Vous vous retrouvez un peu en Raphaël, en somme ?
D.A : Oui. C’est un bosseur qui est modeste. Je me sens solidaire de ça. Il était venu à La Maroquinerie à un festival de blues pour chanter Black girl avec moi. C’est une amitié réelle, pas intéressée. Je lui ai d’ailleurs dit un jour que je ne suis pas Verlaine et lui n’est pas Rimbaud, mais nous avons une amitié et un engagement qui prennent des allures poétiques on va dire. On a chanté On est deux, à l’Olympia, avant même qu’elle ne soit enregistrée. Il n’y a pas la moindre image de cette interprétation.
À l’écoute des paroles de cette chanson, on perçoit beaucoup de références aux attentats terroristes perpétrés dans le monde.

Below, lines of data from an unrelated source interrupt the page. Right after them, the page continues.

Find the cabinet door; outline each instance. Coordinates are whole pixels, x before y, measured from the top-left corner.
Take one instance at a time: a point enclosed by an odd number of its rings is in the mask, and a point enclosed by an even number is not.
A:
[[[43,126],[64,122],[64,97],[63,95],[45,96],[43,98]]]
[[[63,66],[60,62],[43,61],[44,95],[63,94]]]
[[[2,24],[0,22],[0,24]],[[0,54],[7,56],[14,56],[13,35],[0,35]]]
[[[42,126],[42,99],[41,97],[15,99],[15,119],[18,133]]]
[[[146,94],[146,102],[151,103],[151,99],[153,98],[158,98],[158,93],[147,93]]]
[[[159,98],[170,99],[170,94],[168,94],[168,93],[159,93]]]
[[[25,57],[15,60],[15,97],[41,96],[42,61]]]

D.A : Je suis né en 1952, des attentats, j’en ai connu toute ma vie. Cette chanson ne fait pas uniquement référence à ceux de Paris ou de Bruxelles. J’ai « vécus » ceux des Tueries du Brabant, dans les années 1970, Action directe, les attentats d’Anders Breivik et autres fous… On appelle ça la stratégie de la tension. Elle est quasiment permanente. Ce n’est pas seulement le fait des attentats du Bataclan. La chanson fait référence aux attentats, mais c’est surtout une chanson sur l’amitié en temps de crise, qui est désormais permanent. Bob Dylan appelle ça Shelter from the storm (Refuge contre la tempête NDLR). C’est une chanson intemporelle.